Headline

YLKI mengultimatum pemerintah agar melakukan tindakan korektif yang nyata.

Lebaran kian Dekat, Pemerintah Salurkan Bansos Rp17,5 Triliun

Insi Nantika Jelita
10/2/2026 16:10
Lebaran kian Dekat, Pemerintah Salurkan Bansos Rp17,5 Triliun
Pasar Tanah Abang.(Dok Antara)

PEMERINTAH mengucurkan anggaran bantuan sosial (bansos) sebesar Rp17,5 triliun menjelang Lebaran 2026. Menteri Sosial (Mensos) Saifullah Yusuf atau Gus Ipul menyampaikan, bantuan tersebut terdiri atas beberapa skema, mulai dari bantuan sosial (bansos) reguler hingga bansos adaptif dan asistensi rehabilitasi sosial. Bansos reguler meliputi bantuan sembako dan Program Keluarga Harapan (PKH) yang menyasar sekitar 18 juta keluarga penerima manfaat.

"Ini dengan anggaran sebesar 17,5 triliun," ujarnya dalam Konferensi Pers terkait Stimulus Ekonomi Triwulan I dan Kesiapan Angkutan Idul Fitri 2026 di Jakarta, Selasa (10/2).

Selain itu, pemerintah juga menyiapkan bansos adaptif yang diperuntukkan bagi penanganan kebencanaan, termasuk bencana di Sumatra dan sejumlah wilayah lainnya, dengan nilai lebih dari Rp2,3 triliun.
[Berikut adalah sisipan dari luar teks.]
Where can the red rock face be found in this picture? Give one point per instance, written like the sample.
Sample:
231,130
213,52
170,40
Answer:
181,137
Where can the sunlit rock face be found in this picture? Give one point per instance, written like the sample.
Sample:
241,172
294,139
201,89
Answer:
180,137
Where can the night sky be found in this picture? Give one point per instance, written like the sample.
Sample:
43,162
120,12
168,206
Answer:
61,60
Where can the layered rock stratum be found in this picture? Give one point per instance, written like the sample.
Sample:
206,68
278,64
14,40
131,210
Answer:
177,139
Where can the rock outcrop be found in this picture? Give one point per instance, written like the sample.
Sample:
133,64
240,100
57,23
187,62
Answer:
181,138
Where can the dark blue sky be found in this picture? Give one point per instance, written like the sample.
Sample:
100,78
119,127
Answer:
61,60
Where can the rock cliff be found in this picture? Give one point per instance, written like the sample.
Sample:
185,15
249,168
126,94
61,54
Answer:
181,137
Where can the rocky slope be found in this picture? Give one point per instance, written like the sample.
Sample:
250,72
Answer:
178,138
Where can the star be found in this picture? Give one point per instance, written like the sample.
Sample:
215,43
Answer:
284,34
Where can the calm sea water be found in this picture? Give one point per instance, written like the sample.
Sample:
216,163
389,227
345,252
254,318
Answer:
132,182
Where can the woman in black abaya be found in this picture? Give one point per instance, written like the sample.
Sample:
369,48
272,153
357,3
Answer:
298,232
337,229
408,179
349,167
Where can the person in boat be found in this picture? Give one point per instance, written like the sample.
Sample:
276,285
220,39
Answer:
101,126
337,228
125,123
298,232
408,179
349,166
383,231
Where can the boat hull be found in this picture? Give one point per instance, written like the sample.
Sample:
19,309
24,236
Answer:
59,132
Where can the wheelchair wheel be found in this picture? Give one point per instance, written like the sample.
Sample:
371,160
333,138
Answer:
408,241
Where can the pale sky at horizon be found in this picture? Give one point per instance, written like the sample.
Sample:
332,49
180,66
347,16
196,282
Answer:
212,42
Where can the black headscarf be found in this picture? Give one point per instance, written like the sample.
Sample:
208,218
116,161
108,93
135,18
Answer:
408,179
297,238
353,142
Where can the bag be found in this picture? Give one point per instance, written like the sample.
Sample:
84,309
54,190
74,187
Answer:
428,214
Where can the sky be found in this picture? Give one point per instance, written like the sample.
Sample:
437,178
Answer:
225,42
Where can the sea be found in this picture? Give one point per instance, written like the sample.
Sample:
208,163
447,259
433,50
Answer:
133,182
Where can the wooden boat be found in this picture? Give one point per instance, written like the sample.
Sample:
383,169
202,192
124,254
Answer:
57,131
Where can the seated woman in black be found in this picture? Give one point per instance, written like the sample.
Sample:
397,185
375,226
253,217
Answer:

Selanjutnya, dalam anggaran Kementerian Sosial juga dialokasikan bansos yang bersifat atensi atau asistensi rehabilitasi sosial dengan nilai keseluruhan mencapai Rp20 triliun. Hingga saat ini, pemerintah telah menyalurkan lebih dari Rp17 triliun, sementara sisanya akan disalurkan secara bertahap pada Januari, Februari, dan Maret.

“Artinya, ini insyaallah sampai Lebaran dan kami akan salurkan pada triwulan kedua nanti di bulan April, Mei, dan Juni,” kata Gus Ipul.

Ia menjelaskan, penerima manfaat bansos bersifat dinamis karena mengacu pada data tunggal yang dimutakhirkan secara berkelanjutan oleh Badan Pusat Statistik (BPS). Dengan mekanisme tersebut, masyarakat bisa saja menerima bantuan pada triwulan pertama dan kedua, namun tidak pada triwulan berikutnya, atau sebaliknya.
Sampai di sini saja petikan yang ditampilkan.